Throughout my life first in the USSR and then in Ukraine, people around me were emigrating. The ones who emigrated were always, without an exception, very much above average in terms of income. Nobody ever emigrated from poverty.
These days, of course, there are crowds of Ukrainians and Russians trying to get shitty jobs all over EU. They are not coming from any serious poverty either but they are not immigrants anyway. These are not the people who have relinquished their Ukrainian passports forever at the border. These are people who are going back to Ukraine. And then away again. And then back. They are trying to raise their status through this sad imitation of the real mobility of transnational elites.
The ones who live in actual poverty in the FSU countries never go anywhere. They won’t go to a neighboring town, let alone to another country.

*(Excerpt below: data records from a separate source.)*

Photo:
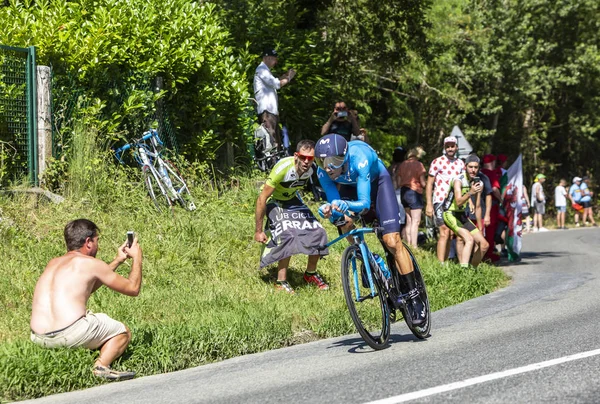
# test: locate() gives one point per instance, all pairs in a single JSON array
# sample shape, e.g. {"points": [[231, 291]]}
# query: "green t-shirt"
{"points": [[465, 186], [285, 179]]}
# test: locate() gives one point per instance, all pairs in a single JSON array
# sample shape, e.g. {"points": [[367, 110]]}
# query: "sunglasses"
{"points": [[304, 157], [333, 162]]}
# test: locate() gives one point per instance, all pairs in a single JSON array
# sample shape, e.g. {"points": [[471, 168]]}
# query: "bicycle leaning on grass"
{"points": [[373, 290], [165, 185]]}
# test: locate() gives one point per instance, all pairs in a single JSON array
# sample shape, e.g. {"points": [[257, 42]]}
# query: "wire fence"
{"points": [[18, 138]]}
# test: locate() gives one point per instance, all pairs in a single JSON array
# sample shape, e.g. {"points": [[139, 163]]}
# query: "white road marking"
{"points": [[482, 379]]}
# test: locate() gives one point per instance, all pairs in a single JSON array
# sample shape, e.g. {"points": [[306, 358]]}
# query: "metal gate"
{"points": [[18, 114]]}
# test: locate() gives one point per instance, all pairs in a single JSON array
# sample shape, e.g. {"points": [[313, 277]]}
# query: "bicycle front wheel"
{"points": [[155, 190], [370, 313], [419, 331]]}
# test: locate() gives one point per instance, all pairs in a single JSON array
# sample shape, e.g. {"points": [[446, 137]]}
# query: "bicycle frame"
{"points": [[359, 239], [147, 153]]}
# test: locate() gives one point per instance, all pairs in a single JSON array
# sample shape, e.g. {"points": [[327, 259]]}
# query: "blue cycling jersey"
{"points": [[361, 167]]}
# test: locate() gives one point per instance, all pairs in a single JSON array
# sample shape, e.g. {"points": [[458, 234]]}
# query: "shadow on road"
{"points": [[359, 346], [529, 257]]}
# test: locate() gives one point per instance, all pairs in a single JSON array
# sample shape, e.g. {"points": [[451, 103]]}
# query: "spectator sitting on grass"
{"points": [[59, 317]]}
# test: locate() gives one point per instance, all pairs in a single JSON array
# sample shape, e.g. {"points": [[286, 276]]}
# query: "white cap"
{"points": [[450, 139]]}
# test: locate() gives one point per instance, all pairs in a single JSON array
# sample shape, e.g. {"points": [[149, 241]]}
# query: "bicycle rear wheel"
{"points": [[419, 331], [180, 188], [154, 188], [370, 314]]}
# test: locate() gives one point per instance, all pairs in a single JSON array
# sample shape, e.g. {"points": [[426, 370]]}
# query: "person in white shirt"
{"points": [[265, 93], [538, 202], [560, 202]]}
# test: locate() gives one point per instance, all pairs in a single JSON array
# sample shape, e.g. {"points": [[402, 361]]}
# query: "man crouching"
{"points": [[59, 317]]}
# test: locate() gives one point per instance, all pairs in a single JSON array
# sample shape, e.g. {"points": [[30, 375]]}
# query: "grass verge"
{"points": [[203, 298]]}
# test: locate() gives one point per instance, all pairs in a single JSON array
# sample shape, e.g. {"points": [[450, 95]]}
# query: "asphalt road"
{"points": [[532, 342]]}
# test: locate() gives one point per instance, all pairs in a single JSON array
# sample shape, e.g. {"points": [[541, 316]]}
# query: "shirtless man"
{"points": [[59, 317]]}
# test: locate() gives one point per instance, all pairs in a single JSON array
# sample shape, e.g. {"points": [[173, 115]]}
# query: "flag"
{"points": [[512, 194]]}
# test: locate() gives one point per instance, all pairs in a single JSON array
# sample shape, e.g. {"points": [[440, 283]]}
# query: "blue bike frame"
{"points": [[359, 238]]}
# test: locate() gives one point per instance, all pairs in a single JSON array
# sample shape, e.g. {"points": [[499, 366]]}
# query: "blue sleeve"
{"points": [[328, 185], [363, 182]]}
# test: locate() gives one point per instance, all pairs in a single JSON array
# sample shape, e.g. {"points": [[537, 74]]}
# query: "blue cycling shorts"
{"points": [[383, 198]]}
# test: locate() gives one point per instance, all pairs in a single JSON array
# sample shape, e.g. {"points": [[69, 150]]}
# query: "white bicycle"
{"points": [[165, 185]]}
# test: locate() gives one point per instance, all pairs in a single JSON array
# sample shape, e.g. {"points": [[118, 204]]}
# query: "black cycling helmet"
{"points": [[330, 151]]}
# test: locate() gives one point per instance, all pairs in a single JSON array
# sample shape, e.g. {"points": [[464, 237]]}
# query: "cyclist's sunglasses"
{"points": [[304, 157], [333, 162]]}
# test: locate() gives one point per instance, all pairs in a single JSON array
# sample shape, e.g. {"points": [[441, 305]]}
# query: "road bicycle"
{"points": [[165, 185], [373, 292]]}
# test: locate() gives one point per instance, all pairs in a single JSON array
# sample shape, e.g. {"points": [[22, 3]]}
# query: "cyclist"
{"points": [[363, 181], [287, 177]]}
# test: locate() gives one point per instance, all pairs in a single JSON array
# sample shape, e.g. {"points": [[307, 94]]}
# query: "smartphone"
{"points": [[129, 239]]}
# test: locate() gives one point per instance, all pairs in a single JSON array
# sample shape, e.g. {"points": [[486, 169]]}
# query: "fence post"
{"points": [[44, 118], [31, 73]]}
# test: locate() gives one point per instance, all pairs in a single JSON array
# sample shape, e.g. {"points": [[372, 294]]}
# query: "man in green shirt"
{"points": [[281, 192]]}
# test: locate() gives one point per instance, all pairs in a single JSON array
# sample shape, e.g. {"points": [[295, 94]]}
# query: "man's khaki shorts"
{"points": [[90, 331]]}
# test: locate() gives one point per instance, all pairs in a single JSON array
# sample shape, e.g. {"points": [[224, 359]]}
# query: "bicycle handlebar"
{"points": [[152, 133]]}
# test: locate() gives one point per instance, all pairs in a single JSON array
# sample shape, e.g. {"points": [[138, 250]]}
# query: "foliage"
{"points": [[214, 302], [113, 49]]}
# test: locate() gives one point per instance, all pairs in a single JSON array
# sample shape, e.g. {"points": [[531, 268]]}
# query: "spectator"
{"points": [[278, 201], [560, 202], [397, 159], [525, 215], [341, 122], [465, 186], [489, 169], [442, 170], [59, 317], [411, 179], [575, 194], [586, 201], [265, 93], [486, 203], [538, 202]]}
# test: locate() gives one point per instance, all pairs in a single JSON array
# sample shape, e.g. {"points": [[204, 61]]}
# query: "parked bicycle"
{"points": [[165, 185], [373, 290]]}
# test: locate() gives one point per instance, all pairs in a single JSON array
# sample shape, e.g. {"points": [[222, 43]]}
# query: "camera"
{"points": [[129, 239]]}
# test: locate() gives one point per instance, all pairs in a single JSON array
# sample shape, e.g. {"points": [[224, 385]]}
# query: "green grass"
{"points": [[203, 298]]}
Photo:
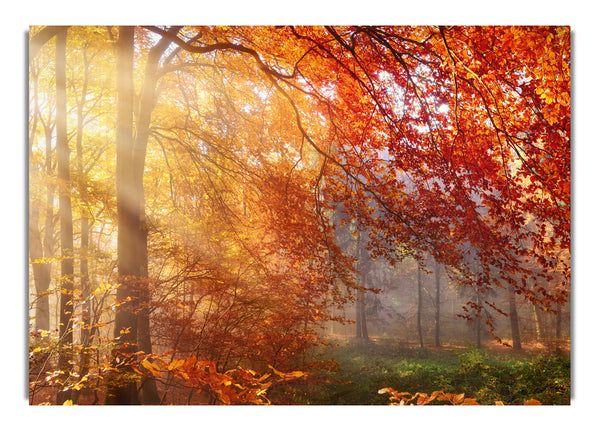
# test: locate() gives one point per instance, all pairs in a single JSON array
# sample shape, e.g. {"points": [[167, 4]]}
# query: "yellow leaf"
{"points": [[153, 368], [176, 364]]}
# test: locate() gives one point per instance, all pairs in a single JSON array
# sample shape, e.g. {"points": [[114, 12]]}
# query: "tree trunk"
{"points": [[147, 102], [437, 305], [125, 330], [65, 212], [557, 328], [39, 249], [85, 334], [419, 306], [361, 319], [514, 319], [478, 323]]}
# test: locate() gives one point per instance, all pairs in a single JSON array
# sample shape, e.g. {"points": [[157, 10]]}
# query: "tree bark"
{"points": [[514, 319], [65, 211], [147, 102], [419, 306], [437, 305], [38, 248], [125, 330]]}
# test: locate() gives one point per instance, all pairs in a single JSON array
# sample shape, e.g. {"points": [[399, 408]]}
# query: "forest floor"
{"points": [[490, 374], [357, 372]]}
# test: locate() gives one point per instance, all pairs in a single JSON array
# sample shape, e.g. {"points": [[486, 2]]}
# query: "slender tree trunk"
{"points": [[125, 392], [437, 305], [537, 318], [361, 319], [39, 249], [558, 329], [147, 102], [514, 319], [419, 306], [65, 212], [85, 335], [478, 323]]}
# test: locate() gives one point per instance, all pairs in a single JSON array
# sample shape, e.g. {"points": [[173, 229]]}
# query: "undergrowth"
{"points": [[486, 376]]}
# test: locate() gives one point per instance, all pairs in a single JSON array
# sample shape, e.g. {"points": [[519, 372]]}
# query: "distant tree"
{"points": [[65, 212]]}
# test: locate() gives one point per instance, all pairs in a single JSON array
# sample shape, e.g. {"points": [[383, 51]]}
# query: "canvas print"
{"points": [[299, 215]]}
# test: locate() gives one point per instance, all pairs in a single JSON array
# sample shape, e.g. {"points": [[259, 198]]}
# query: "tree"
{"points": [[128, 216], [65, 210], [250, 153]]}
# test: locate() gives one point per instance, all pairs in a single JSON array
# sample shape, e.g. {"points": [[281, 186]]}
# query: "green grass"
{"points": [[480, 374]]}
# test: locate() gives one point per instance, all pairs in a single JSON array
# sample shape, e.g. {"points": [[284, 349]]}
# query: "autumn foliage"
{"points": [[255, 148]]}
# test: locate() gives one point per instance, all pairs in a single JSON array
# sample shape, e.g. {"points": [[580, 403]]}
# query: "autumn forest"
{"points": [[299, 215]]}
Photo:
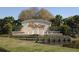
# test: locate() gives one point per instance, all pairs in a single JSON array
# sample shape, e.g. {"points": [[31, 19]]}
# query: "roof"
{"points": [[37, 20]]}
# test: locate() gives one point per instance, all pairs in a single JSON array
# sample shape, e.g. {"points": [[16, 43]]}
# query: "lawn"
{"points": [[16, 45]]}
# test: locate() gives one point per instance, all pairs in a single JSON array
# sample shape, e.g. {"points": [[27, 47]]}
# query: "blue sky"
{"points": [[15, 11]]}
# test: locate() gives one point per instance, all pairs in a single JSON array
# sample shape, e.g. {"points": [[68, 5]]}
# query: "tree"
{"points": [[66, 30], [17, 25]]}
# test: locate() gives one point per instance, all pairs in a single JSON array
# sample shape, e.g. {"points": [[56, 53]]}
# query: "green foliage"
{"points": [[8, 24], [73, 44], [35, 13]]}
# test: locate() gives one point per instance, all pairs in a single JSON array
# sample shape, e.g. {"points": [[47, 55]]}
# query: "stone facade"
{"points": [[35, 26]]}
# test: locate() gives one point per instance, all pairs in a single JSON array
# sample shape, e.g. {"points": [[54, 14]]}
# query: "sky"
{"points": [[15, 11]]}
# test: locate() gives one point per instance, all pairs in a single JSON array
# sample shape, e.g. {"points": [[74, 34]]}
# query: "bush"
{"points": [[73, 44]]}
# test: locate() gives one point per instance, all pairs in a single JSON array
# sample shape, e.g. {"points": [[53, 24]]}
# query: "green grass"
{"points": [[15, 45]]}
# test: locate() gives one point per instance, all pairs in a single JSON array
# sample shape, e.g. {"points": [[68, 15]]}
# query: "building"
{"points": [[33, 26]]}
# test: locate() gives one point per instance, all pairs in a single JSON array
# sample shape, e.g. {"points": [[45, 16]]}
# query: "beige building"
{"points": [[34, 26]]}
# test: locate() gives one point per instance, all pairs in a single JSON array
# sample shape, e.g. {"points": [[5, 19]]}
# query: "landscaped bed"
{"points": [[14, 44]]}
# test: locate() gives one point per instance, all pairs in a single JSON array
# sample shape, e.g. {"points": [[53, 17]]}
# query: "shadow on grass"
{"points": [[3, 50]]}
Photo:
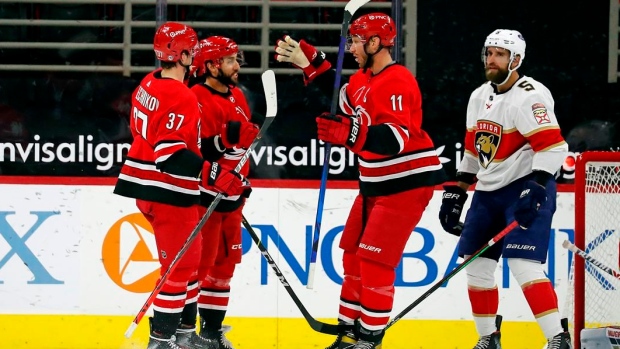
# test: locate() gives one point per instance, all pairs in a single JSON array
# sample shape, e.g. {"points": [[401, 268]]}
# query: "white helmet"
{"points": [[510, 40]]}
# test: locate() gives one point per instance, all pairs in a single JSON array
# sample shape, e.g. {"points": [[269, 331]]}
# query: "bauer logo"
{"points": [[129, 254]]}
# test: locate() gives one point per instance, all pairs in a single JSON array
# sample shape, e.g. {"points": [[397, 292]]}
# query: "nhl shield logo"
{"points": [[488, 137]]}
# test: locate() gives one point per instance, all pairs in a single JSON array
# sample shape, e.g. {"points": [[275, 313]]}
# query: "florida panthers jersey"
{"points": [[164, 120], [216, 110], [393, 98], [511, 133]]}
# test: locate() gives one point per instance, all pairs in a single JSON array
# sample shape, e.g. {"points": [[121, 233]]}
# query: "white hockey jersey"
{"points": [[511, 133]]}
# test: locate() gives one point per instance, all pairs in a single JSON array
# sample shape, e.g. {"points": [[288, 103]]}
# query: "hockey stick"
{"points": [[314, 324], [269, 85], [456, 270], [349, 10], [581, 253]]}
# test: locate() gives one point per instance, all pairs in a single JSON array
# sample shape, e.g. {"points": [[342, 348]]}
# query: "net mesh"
{"points": [[602, 242]]}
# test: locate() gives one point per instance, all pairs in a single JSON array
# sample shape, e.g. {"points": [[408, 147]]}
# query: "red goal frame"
{"points": [[580, 227]]}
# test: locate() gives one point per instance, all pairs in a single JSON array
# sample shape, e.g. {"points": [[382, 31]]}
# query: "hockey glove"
{"points": [[342, 130], [227, 182], [452, 202], [239, 134], [532, 197], [303, 56]]}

Even the kind of mobility that is engaged in by seasonal workers who go to the EU or women who go to sell sexual services is accessible (not only financially but psychologically and cognitively) only to those who have a higher income and a higher educational status.
The real division these days is between those who can move around (or could if they needed to) and those who can’t. Everything else is an outdated category that has no real meaning any longer.
“They are trying to raise their status through this sad imitation of the real mobility of transnational elites.”
It’s only sad if you admire transnational elites and/or think they are worth emulating. If you think of rootless cosmopolitans as valueless nihilists (or worse) then there’s nothing sad about temporary/commuting migrants. They’re making improvements to their lives and their countries (they’re taking baby steps but baby steps are the most important).
I definitely think more highly of a Polish woman who goes to Belgium to clean houses for six month shifts (and the Ukrainian woman who comes to Poland to do the same) than a Russian oligarch who transfers millions in blood money to the UK to keep it out of Putin’s paws.
But if fluidity is all about capital moving freely then it can’t actually make moral judgements on how the capital was obtained. In true fluidity, Roman Abramovich and Bill Gates are moral equivalents.